By MATHEW DEARNALEY
Air New Zealand has become the second customer for a new generation of Boeing aircraft after signing a watershed fleet replacement deal in Auckland yesterday.
It will spend about $1.4 billion on two of the American planemaker's 7E7 "Dreamliners" as well as eight Boeing 777-200 ER (extended-range) twin jets, four of which it will own (the rest will be leased).
The airline is promising more comfortable seats and no increase in airfares as a result of the deal.
Group general manager (airlines) Rob Fyfe said cost savings from the new planes would allow Air New Zealand to hold fares instead of increasing them.
All passengers - not just those in first or business class - would be able to watch personal television on the back of the seat in front of them.

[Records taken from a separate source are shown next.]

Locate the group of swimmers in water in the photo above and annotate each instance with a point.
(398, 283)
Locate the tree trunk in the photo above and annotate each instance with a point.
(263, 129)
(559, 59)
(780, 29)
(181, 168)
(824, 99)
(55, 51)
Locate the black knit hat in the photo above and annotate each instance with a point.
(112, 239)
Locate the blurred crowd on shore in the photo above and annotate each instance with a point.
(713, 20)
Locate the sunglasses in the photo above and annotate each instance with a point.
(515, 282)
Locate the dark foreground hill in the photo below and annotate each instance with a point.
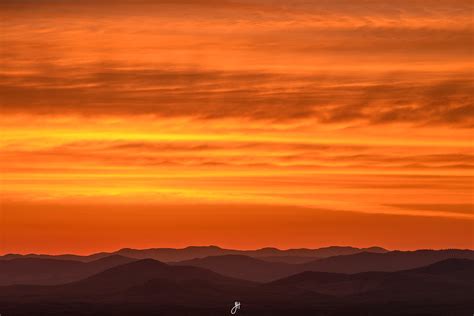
(53, 271)
(149, 287)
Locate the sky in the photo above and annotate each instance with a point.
(242, 124)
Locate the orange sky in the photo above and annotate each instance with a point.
(237, 123)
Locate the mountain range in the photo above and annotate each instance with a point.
(150, 287)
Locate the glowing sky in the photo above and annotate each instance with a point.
(238, 123)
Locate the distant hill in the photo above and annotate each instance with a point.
(448, 280)
(254, 269)
(388, 261)
(192, 252)
(244, 267)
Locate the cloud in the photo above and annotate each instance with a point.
(265, 96)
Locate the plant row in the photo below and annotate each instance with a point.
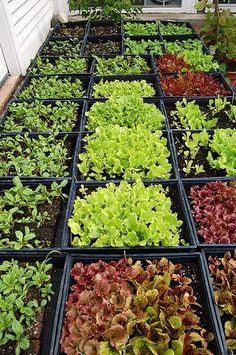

The deal, which still needs shareholder approval under stock exchange rules, shows how far Air NZ has come since a $1 billion Government bailout in 2001 to stop it collapsing after its Ansett Australia subsidiary failed.
Passengers can expect to see the first 305-seater 777 flying here by September next year, and the eight aircraft of that type will boost Air NZ's long-haul seating capacity by 20 per cent within three years.
They will fly faster and further than the Boeing 767s they are replacing, allowing options for new routes such as to China as well as greater frequency to cities such as San Francisco. Air NZ will start flying 747 jumbos there from the end of this month.
Boeing will deliver its first 7E7 to Japan's All Nippon Airways in 2008, but Air NZ has lined up ahead of the rest of the world's airlines as its second "launch" customer.
This means a healthy although undisclosed discount, and a say over final design details.
The overall deal also includes rights for the carrier to order up to 42 more long-haul aircraft in the next 12 years at today's discounts on a buyer's market.
Air NZ is unlikely to receive its two 7E7s before 2010, by which time it will have made tough decisions about how to replace its eight 747 jumbos, possibly with 380-seat Boeing 777-300s.
But choosing the 7E7 noses the airline in the direction of more frequent trips to more destinations than would be offered by the 550-seater A380 "mega" jets of Boeing's arch-rival, Airbus Industrie.
Air NZ chief executive Ralph Norris says the deal provides a solid platform for the airline's growth strategy in the tough aviation world.